Parteien rüsten sich für EU-Wahl

Die EU-Wahl am 9. Juni ist die erste große Wahl im „Superwahljahr“ 2024 und wirft auch hierzulande einen langen Schatten voraus. Fixiert werden die Kandidaten großteils im Winter, bereits jetzt diskutieren die Parteien aber, welche österreichischen Vertreterinnen und Vertreter ins Rennen geschickt werden. Die Krisen der letzten Jahre hätten die EU in den Mitgliedsstaaten zunehmend in den Mittelpunkt des politischen Diskurses gerückt, sagt ein Experte gegenüber ORF.at.

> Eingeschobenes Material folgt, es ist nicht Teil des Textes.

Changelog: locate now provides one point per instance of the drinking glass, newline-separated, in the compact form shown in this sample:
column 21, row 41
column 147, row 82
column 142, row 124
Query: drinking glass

In der Wahlforschung wurde die EU-Wahl lange als „Wahl zweiter Ordnung“ bezeichnet. Als ausschlaggebend dafür galten die bisher geringe Wahlbeteiligung und nationale statt europäischer Themen, die den Wahlkampf dominierten, sowie Parteien des politischen Randes, die häufig erfolgreicher abschnitten als etablierte Regierungsparteien. Grundsätzlich seien viele dieser Elemente zwar nach wie vor gültig, sagt Politikwissenschaftler Peter Slominski von der Universität Wien gegenüber ORF.at.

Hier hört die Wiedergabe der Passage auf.